Although a few opinions were provided, it was unclear exactly why penile shooting in association with initiation had ceased in traditionally practicing areas. One elder spoke of the role of Christianity in bringing an end to penile shooting as it was deemed a ‘bad custom’. Valentine, another village elder in ESP, told us that penile shooting ceased in his village during the 1980s and that traditional knowledge associated with these practices have now largely been lost:
It’s finished now…it’s not really finished, it is there but we don’t have the elders here anymore who can do it. So we go to the other village’s style to do to prevent diseases. It is because the knowledge of penile shooting died with the ancestors…because the elders who have knowledge to do this thing have all died. They took away these songs with them. They no longer give to, transfer to, other people, elders and like will hold it [the knowledge] and when we grow up they give it to us. They don’t give these things unnecessarily, it’s against the law; forbidden. Like because we don’t know this songs, the magic words. We’re not sure now. Valentine, M, ESP.
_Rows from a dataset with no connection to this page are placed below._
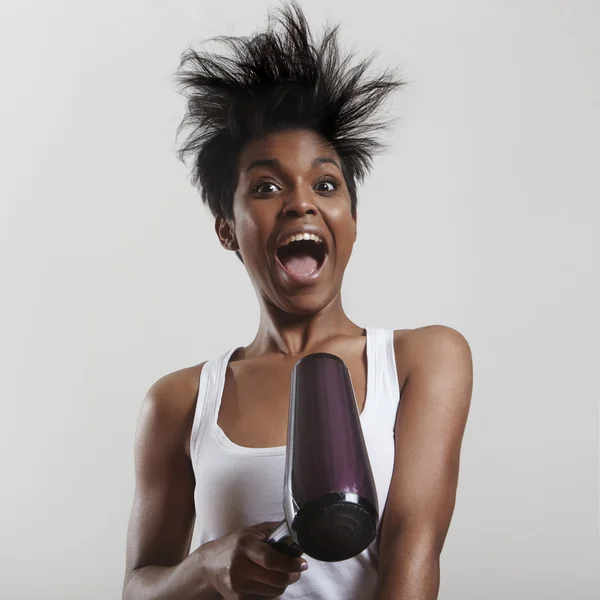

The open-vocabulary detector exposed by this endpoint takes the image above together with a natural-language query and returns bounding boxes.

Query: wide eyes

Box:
[252,176,340,195]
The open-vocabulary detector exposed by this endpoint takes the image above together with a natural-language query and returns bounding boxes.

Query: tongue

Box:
[281,254,318,276]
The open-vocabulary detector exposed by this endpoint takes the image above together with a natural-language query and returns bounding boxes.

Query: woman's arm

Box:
[123,367,221,600]
[375,326,473,600]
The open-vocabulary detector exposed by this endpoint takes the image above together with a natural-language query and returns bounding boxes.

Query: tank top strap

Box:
[190,348,237,456]
[369,327,400,406]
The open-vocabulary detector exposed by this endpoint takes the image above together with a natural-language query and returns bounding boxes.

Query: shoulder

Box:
[138,362,206,454]
[394,325,472,392]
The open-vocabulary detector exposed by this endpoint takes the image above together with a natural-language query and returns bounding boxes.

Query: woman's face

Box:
[223,130,356,315]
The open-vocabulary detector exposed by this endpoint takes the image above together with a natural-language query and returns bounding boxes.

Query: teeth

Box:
[281,233,323,246]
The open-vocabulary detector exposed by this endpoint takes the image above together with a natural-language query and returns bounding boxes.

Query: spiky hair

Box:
[175,1,403,220]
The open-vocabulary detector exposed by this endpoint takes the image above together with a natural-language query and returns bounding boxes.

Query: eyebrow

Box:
[246,156,342,173]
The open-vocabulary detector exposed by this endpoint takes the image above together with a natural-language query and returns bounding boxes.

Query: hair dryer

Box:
[267,352,379,562]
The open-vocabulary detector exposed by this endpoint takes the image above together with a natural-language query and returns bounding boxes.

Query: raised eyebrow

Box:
[246,156,342,173]
[311,156,342,173]
[246,158,281,173]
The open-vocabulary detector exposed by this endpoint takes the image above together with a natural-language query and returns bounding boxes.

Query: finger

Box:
[238,557,300,594]
[251,521,281,540]
[244,539,308,573]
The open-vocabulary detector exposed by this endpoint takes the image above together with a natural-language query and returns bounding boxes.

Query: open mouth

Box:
[275,239,327,281]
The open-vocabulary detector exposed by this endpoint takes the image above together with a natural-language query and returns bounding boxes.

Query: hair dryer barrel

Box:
[288,353,378,510]
[269,353,379,562]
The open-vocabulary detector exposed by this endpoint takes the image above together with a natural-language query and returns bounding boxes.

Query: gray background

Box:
[0,0,600,600]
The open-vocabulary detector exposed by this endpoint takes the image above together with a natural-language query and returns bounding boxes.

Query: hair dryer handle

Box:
[266,519,302,556]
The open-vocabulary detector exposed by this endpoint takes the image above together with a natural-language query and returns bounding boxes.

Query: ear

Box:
[215,217,240,251]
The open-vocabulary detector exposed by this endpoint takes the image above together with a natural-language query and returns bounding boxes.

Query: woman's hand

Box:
[203,522,308,600]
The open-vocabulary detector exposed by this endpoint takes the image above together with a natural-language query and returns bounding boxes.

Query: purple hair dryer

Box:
[267,352,379,562]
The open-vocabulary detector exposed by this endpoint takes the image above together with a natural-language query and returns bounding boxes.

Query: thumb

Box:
[252,521,281,538]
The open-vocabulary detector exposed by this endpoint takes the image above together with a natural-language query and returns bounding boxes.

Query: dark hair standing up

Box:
[176,1,404,232]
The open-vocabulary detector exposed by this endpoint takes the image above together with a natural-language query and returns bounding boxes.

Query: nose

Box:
[282,189,319,218]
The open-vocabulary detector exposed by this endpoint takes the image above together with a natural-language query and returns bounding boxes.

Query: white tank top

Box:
[190,327,400,600]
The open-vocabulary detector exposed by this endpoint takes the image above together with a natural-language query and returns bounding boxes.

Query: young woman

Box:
[123,4,472,600]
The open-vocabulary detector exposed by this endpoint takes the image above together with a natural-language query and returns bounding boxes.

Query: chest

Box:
[217,338,369,448]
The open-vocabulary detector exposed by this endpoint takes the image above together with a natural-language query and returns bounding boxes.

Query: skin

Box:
[123,130,472,600]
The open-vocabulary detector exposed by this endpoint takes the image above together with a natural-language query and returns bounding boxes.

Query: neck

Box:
[245,293,363,356]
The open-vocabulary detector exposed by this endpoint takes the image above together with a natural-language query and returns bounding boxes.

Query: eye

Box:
[252,181,279,194]
[315,176,340,194]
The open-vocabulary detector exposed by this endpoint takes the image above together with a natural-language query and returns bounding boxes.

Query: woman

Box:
[123,4,472,600]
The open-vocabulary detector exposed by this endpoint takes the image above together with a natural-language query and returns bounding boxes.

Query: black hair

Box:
[176,0,404,258]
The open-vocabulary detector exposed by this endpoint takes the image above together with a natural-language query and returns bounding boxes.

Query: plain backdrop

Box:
[0,0,600,600]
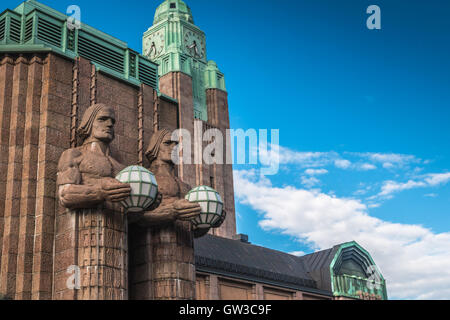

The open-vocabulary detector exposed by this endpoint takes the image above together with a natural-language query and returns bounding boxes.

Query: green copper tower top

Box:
[153,0,194,24]
[142,0,226,121]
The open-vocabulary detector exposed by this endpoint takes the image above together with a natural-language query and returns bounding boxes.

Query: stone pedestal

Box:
[54,209,128,300]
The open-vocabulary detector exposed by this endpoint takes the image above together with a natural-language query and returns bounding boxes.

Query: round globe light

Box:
[185,186,223,229]
[116,166,158,212]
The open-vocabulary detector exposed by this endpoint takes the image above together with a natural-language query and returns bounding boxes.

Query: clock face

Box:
[184,31,205,59]
[144,30,164,59]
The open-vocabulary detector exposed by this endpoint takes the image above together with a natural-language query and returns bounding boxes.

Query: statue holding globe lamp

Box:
[55,104,132,300]
[126,130,225,300]
[132,130,225,236]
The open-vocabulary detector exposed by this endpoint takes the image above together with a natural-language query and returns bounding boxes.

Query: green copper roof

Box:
[0,0,159,90]
[153,0,194,24]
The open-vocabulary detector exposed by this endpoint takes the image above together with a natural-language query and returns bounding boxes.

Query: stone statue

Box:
[135,129,226,237]
[139,130,201,227]
[55,104,131,300]
[57,104,131,210]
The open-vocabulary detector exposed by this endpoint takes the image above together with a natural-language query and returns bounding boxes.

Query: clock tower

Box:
[142,0,236,238]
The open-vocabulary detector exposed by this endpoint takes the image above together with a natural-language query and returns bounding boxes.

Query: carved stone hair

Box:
[145,129,170,164]
[77,103,113,142]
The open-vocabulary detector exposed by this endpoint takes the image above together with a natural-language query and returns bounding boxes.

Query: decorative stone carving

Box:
[138,130,201,227]
[56,104,131,300]
[57,104,131,210]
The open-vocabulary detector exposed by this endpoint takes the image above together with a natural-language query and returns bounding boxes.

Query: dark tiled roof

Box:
[299,247,336,271]
[195,235,330,294]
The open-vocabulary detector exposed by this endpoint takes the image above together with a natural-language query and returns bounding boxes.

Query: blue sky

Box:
[2,0,450,299]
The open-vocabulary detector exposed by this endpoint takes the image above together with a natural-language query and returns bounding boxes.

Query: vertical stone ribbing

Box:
[206,89,236,238]
[0,56,14,282]
[138,85,144,166]
[0,56,28,297]
[16,56,42,300]
[149,222,195,300]
[70,58,80,148]
[32,54,73,300]
[76,209,128,300]
[159,72,196,185]
[90,65,97,106]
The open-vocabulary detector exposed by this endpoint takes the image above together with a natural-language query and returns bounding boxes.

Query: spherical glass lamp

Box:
[185,186,223,229]
[116,166,158,212]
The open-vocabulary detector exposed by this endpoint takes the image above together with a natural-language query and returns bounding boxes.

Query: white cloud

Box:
[425,172,450,186]
[334,159,352,169]
[301,176,320,188]
[378,180,426,196]
[305,169,328,176]
[359,163,377,171]
[235,171,450,299]
[353,152,422,169]
[373,172,450,198]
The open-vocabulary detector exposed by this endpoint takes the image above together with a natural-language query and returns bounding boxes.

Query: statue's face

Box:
[158,134,178,162]
[91,108,116,143]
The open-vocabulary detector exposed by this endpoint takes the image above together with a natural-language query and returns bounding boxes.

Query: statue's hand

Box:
[211,210,227,228]
[101,178,131,202]
[147,192,162,211]
[173,199,202,221]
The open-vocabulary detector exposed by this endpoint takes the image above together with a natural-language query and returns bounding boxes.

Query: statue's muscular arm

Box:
[57,149,131,209]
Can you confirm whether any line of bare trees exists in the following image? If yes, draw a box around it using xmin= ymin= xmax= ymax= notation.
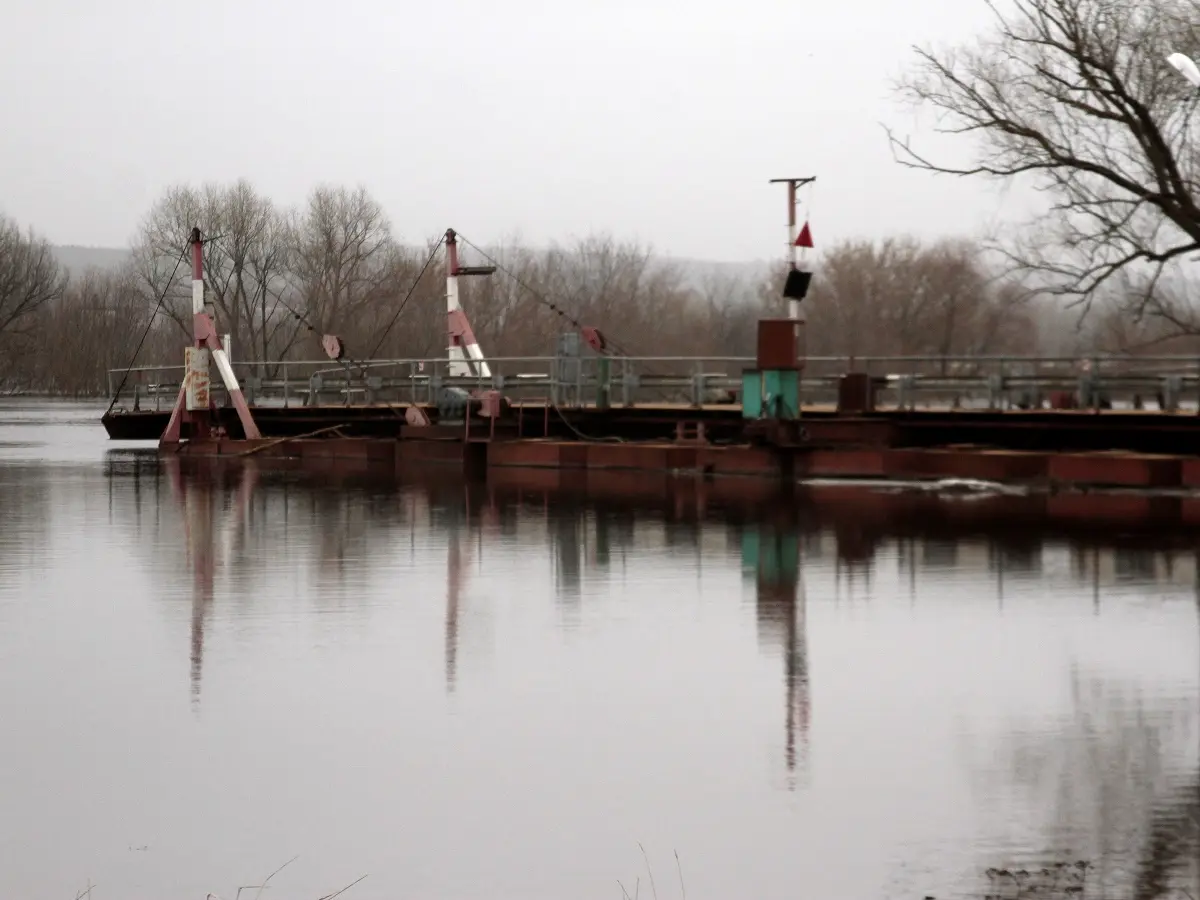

Valentine did however believe that penile shooting would be revived with the repair of the village haus tambaran (men’s spirit house). While elders such as Valentine and Sailor believe that the traditional custom of penile shooting is dead, many young men in these communities continue to practice a contemporary form of penile shooting. One informant in particular, Xavier, had induced penile bleeding to treat an illness, a few days before our arrival in the village by cutting the head of his penis with glass.
Contemporary penile bleeding practices outside the traditional context of male initiation appear to be practiced in the Sepik, Eastern Highlands and Madang areas. Reflecting on the use of this practice to bring health, Franco, a university student in Port Moresby, NCD, reflected on his and his community’s practices:
Regarding the shooting of the skin, shooting the head of the cock… we use the bamboo skin… split a bamboo. The tip will be very sharp, so you will go and shoot its head [into the urethra] and blood will come down. So, there are people who know. It is like, lately, boys from the village are doing it. They did it and it has become part of their custom. Franco, M, NCD.